The sum total positive energy contained in the universe can be calculated and predicted.

>Interbank funds aren’t a finite commodity.

This statement is obviously false and can run into brick walls in practice.

The comparison isn't silly in the slightest. Currencies must be coupled to a finite resource to function; Lest agent A buy all of agent B's gold using practically nothing but chutzpah.

That you think the comparison is "silly" shows limited/magical thinking on the subject.




> statement is obviously false

No, it isn’t, though misunderstanding it isn’t even fundamental to the flaw in your thinking. A couple of banks can create and destroy an infinite amount of money among them with no real effect.
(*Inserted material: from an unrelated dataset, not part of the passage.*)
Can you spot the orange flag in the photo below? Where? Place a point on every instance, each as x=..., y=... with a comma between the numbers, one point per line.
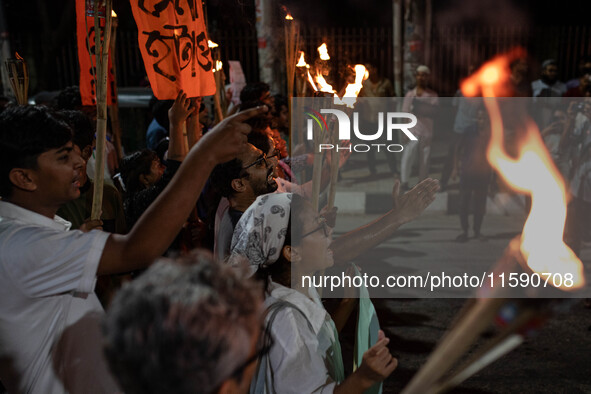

JPMorgan credits UBS a trillion trillion trillion dollars at the latter’s JPMorgan account at the same time UBS credits JPMorgan at its UBS account, and then they both undo it a moment later. No real effect. Hell, JPMorgan could create the money with no counterbalance so they could look at it how pretty it is for an indefinite amount of time. Same deal. Regulators won’t be happy, but that’s because of the potential effects of UBS trying to buy the Fed’s balance sheet.

It’s when the interbank market interacts with broader markets that anything real happens.


Again more bankster handwaving.

What need do banks have for that capability where the capability shouldn't clearly be criminalised?


> What need do banks have for that capability where the capability shouldn't clearly be criminalised?

Banks don't legally have that capability.

The point wasn't that banks do this. It's that it would have the same-real world effect (again, outside regulatory action and law enforcement) as me writing you a trillion-dollar IOU.